Quantum computing with qbits and so on is one thing, but what exactly do we stand to gain from a CPU which works on a ternary basis, where each 'bit' is ether yes/no/maybe (or true/false/filenotfound)?

Is it simply an academic exercise or could it change processor design?

+1  A: 

It provides better density (for parity in manufacturing).

That they provide three states per 'bit' does not make them 'yes no maybe' any more than it means "true false file-not-found" - its an application level thing to decide how to interpret and label those three states, but they are not 'fuzzy' approximate states, they are absolute and exclusive.

Ternary components would actually be compatible with binary CPUs - the key distinction is if they are digital or analogue, not if they are binary, ternary or other based. Its a simple hardware problem to convert one base to another and provide interfaces in arbitrary bases - it won't require a new CPU architecture to have some memory that happened to be ternary, for example.

Will
Who said they were fuzzy? Yes|No|Maybe are 3 distinct states as are true|false|very-false or 0|1|2
John
I said they weren't fuzzy. http://en.wikipedia.org/wiki/Fuzzy_logic
Will
You were the one who mentioned them being fuzzy in the first place. Why? I describe a simple 3 state system and you bring fuzzy logic into the picture...
John
"Maybe" means approximate in English.
Will
I _am_ English. But Yes/No/Maybe are 3 states. Did you think the 3rd state would enable some magical mode where it could do fuzzy logic? Hence the True|False|FileNotFound alternate state names. I think you misinterpreted my post.
John
+1  A: 

What practical use does increasing the number of bits have in general in computing? You get a larger address space and faster operations (like adding or multiplying, the bigger the word size, the faster the code, assuming you use the entire word size, because you only pay the register transfer cost once instead of twice or 3 times).

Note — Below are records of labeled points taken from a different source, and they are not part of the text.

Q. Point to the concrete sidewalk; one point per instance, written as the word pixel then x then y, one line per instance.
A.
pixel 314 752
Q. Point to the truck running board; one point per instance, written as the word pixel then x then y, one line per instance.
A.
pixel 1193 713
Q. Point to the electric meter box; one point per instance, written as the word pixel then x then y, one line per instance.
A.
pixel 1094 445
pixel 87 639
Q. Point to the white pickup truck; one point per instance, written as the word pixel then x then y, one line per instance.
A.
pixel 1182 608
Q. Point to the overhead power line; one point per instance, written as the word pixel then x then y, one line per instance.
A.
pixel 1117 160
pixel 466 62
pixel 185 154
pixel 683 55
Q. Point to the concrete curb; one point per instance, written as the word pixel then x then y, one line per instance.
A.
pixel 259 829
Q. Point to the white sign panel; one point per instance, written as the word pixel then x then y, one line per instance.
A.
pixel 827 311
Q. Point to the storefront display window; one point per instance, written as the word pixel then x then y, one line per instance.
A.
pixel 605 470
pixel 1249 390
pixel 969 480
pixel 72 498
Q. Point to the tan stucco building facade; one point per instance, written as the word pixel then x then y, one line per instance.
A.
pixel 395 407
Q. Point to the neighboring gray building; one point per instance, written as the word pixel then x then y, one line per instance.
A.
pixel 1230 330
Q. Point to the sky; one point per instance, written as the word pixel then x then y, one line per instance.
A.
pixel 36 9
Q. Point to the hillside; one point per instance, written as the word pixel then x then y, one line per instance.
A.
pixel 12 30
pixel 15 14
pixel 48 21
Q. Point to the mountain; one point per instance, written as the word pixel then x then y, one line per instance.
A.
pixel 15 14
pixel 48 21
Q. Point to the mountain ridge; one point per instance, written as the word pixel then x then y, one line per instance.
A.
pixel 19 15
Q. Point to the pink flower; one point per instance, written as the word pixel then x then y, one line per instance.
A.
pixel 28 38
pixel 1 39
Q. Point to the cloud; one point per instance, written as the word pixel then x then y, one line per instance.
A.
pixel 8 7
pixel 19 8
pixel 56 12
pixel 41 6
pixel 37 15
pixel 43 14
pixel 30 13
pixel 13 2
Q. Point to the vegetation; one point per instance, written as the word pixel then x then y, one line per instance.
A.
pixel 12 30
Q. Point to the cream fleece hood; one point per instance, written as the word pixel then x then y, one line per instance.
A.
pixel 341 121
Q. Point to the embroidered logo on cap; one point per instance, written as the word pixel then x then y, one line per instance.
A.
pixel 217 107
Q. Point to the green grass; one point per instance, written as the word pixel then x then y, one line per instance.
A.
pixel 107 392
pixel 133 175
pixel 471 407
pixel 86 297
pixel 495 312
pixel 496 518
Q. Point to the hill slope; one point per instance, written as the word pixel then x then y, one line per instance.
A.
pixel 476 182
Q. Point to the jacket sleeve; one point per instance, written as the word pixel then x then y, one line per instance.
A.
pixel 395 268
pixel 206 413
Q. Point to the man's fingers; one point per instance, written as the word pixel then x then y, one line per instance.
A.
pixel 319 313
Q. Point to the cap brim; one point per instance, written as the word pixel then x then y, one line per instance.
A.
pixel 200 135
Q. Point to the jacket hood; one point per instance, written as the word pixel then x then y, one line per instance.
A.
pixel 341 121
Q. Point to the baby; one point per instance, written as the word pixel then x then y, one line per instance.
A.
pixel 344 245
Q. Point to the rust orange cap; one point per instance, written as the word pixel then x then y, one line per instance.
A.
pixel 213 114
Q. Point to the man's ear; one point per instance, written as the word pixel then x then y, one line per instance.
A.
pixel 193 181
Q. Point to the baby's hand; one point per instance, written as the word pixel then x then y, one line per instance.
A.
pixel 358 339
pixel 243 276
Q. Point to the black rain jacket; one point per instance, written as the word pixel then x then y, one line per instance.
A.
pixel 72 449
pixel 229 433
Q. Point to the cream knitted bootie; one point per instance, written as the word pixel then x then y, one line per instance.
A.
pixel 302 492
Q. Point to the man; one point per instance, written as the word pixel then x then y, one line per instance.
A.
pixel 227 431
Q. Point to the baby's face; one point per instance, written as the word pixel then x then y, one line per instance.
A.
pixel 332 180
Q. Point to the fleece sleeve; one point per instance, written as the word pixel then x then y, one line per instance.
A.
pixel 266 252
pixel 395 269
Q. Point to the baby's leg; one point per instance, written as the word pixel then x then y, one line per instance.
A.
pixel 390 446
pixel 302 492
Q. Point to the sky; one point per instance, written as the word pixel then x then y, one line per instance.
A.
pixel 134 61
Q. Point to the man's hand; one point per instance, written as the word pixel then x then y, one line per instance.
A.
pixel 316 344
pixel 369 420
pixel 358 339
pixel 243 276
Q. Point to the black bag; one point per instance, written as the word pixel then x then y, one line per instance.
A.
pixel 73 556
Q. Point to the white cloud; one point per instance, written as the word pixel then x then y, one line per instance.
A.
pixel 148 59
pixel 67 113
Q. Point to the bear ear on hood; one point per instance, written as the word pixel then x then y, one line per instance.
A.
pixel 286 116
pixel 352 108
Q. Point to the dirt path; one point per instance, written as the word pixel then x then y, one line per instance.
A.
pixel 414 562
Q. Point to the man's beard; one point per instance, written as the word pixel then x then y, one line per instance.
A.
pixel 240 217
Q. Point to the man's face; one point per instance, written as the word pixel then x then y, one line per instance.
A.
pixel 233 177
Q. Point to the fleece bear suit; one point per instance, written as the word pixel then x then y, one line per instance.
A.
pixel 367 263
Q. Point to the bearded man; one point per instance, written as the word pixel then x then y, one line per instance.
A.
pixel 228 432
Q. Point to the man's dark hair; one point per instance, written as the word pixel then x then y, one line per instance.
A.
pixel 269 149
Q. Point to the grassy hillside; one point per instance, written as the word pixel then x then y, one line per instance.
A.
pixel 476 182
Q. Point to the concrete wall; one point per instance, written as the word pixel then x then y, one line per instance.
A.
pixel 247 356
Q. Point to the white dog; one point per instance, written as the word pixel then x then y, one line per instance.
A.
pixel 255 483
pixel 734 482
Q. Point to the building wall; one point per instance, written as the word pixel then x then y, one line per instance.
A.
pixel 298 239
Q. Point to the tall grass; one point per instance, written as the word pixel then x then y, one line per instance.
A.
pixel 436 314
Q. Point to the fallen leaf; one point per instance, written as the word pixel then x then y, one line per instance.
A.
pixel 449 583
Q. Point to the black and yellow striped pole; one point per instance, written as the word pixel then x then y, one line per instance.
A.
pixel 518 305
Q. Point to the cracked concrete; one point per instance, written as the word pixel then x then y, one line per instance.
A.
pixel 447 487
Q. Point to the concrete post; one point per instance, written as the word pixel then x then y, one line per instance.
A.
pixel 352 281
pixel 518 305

Increasing the "size" of a bit provides a similar bonus, you can reduce the word size and still maintain the same word range. In addition your computations (might) be cheaper since you apply your algorithm for fewer "digits" (depending on how expensive multiplication is in base 3).

Blindy
But that assumes a ternary bit is as fast as a binary one. Are there any actual fundamental differences to computing from working in base 3 is my question.
John
Addition/substraction should be similar. Multiplication... idk. Besides I'm not assuming they're as fast as binary ones. They're obviously slower. The question is are they still fast enough that when coupled with a smaller word size it would give a benefit?